Hi-Grade: Ford Motor Credit Shops Benchmark Bond Deal With CDS At New Low

Jun 3 2014, 9:46am CDT | by

After placing $1.75 billion of new debt in March, Ford Motor Credit (FMCC) is back in the market today with a benchmark offering of 3.5-year notes via bookrunners Credit Agricole, Deutsche Bank, Goldman Sachs, J.P. Morgan, and RBS, sources said.

The notes, which are guided to a BBB-/Baa3 profile, are not subject to redemption prior to maturity, according to regulatory filings.

Initial whispers for today’s deal started in the T+100 area. In March, the auto maker’s finance arm placed $1.1 billion of 2.375% five-year notes at T+93, which changed hands yesterday at tighter G-Spread-equivalent levels near T+80, trade data show. As part of that March offering, FMCC also inked $650 million of five-year floating-rate notes at L+83.
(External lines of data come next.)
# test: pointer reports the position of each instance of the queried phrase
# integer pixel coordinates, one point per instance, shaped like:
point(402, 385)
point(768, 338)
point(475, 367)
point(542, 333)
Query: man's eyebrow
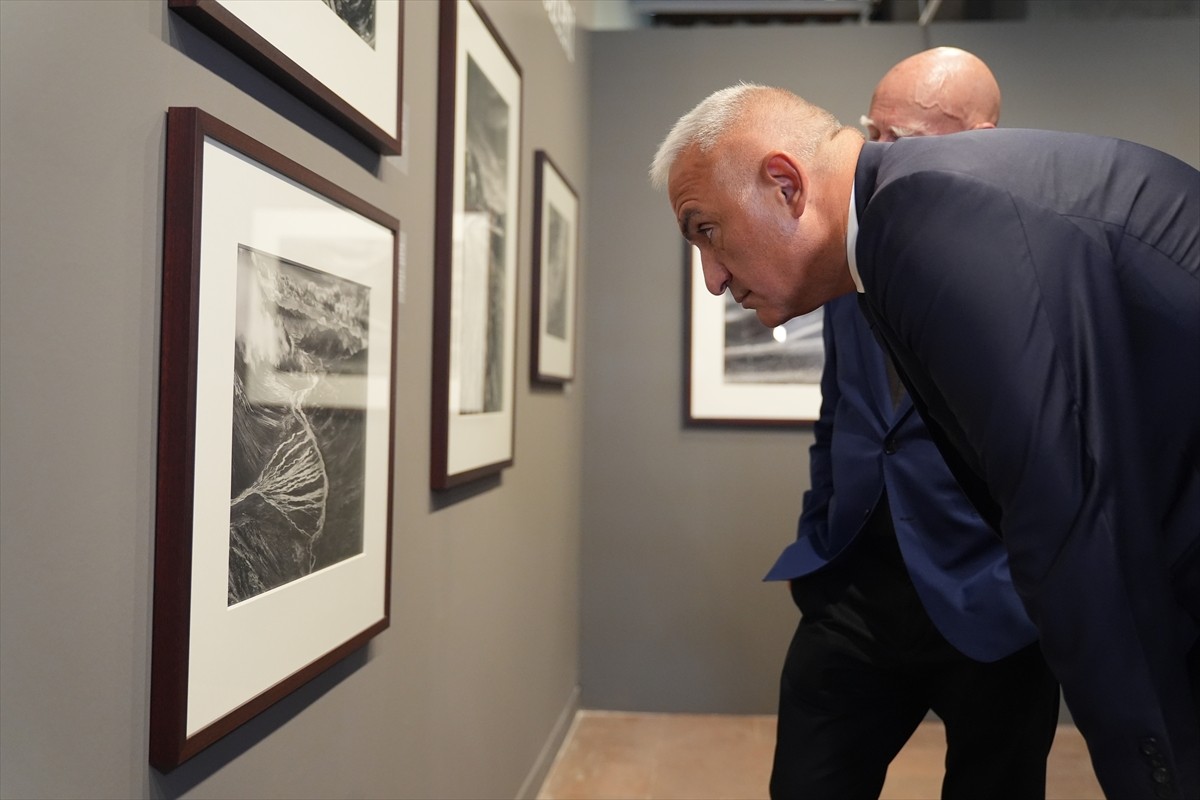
point(685, 223)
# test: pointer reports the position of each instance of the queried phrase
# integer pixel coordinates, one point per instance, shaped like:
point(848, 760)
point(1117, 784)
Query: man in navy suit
point(905, 591)
point(1039, 294)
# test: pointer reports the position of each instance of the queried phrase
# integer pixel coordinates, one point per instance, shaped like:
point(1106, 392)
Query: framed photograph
point(276, 409)
point(475, 248)
point(741, 372)
point(556, 248)
point(345, 58)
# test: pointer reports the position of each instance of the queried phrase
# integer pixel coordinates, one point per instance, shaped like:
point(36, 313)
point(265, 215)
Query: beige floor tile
point(618, 756)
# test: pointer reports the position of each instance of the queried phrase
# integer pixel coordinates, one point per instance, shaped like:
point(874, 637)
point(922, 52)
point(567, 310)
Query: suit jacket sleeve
point(1017, 362)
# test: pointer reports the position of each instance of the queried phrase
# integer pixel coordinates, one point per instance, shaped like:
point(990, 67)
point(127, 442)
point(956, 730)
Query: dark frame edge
point(439, 434)
point(186, 132)
point(541, 160)
point(220, 24)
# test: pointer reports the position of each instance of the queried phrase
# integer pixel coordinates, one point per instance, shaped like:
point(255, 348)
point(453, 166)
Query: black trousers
point(867, 665)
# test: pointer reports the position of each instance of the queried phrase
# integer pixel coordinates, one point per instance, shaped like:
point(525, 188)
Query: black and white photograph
point(276, 420)
point(485, 196)
point(343, 58)
point(741, 372)
point(555, 266)
point(475, 250)
point(298, 458)
point(792, 353)
point(359, 14)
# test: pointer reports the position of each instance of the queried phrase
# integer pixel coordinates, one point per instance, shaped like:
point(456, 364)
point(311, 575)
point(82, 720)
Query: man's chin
point(771, 318)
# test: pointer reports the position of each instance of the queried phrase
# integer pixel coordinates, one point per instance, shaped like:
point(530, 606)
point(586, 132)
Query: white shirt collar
point(852, 242)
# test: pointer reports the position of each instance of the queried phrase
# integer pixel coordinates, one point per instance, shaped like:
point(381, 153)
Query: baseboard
point(540, 768)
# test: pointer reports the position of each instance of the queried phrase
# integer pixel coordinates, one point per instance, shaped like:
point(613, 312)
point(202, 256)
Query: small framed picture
point(275, 432)
point(345, 58)
point(475, 250)
point(741, 372)
point(556, 233)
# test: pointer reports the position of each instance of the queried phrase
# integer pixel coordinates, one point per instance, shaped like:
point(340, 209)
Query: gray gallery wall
point(679, 524)
point(463, 693)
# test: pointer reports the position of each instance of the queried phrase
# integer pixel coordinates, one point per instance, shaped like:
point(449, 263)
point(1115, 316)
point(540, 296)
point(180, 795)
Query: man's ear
point(790, 179)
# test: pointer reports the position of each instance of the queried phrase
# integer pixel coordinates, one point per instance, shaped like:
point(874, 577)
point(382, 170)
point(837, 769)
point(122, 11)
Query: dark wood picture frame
point(366, 118)
point(473, 421)
point(556, 259)
point(219, 660)
point(739, 373)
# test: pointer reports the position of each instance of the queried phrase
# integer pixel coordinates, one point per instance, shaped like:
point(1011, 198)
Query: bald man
point(907, 603)
point(1039, 295)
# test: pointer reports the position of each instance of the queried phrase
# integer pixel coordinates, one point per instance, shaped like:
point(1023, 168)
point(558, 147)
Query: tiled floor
point(617, 756)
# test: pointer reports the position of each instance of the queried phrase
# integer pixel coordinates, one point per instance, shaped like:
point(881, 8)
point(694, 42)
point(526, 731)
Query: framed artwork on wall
point(475, 248)
point(556, 247)
point(741, 372)
point(276, 415)
point(345, 58)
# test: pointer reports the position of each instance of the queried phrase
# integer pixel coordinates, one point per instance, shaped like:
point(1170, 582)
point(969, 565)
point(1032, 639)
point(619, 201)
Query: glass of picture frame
point(556, 252)
point(275, 432)
point(741, 372)
point(475, 248)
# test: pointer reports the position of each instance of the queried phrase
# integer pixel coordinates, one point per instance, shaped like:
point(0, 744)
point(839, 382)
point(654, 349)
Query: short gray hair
point(801, 125)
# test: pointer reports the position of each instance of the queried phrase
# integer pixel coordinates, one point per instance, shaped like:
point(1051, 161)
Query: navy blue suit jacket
point(1041, 295)
point(863, 444)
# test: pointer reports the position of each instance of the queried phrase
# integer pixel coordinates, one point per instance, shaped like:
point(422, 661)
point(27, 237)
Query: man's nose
point(717, 277)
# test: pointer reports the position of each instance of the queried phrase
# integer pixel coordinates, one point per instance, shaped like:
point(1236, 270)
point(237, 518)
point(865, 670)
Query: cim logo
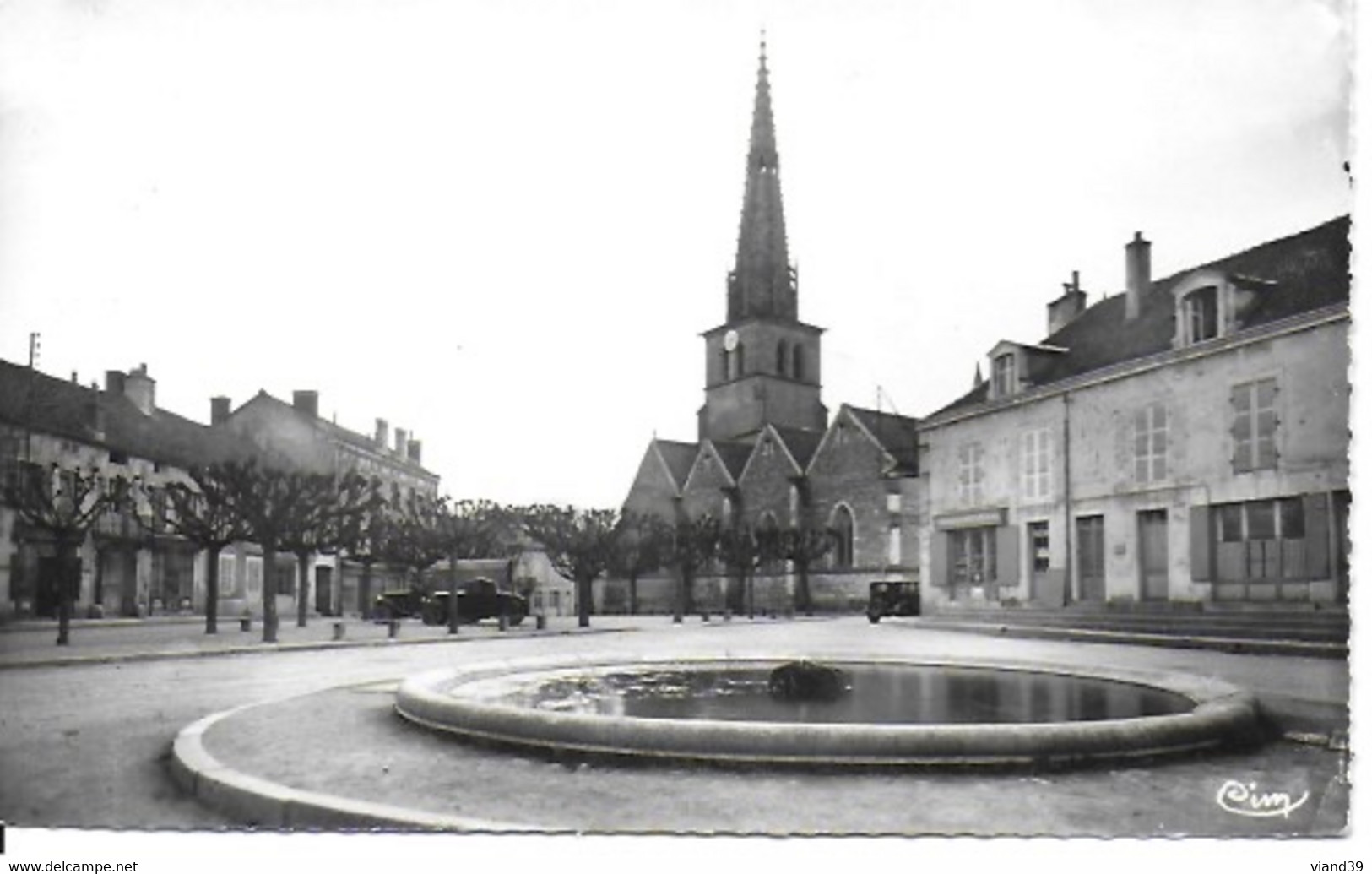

Today’s offering comes with FMCC credit spreads at post-crisis lows. Five-year CDS referencing FMCC debt ebbed 4% this morning, declining roughly three basis points, to the 70-bps area, or down from 118 bps at the start of the year and a 2013 peak near 180 bps witnessed late last June, according to Markit.

Today’s offering is the second of the year for the frequent issuer, and fourth since Ford Motor Co. and FMCC garnered their first across-the-board investment-grade ratings profile dating to 2005, following an S&P upgrade in early September. The issuer placed a total of $8 billion of new benchmark debt last year across six benchmark issues, up from $3.25 billion in 2012, LCD data show.

Ratings agencies maintain stable outlooks on the low-triple-B ratings. “Compared with most finance companies, we look positively on Ford Credit’s access to the debt markets, as most auto-related finance assets performed as we expected during the severe 2008-2009 downturn,” S&P analysts noted in ratings rationale published last month, while also citing FMCC as one of the biggest players in the asset-backed-securities marketplace. The company had about $21 billion of available liquidity at the end of last year, S&P said.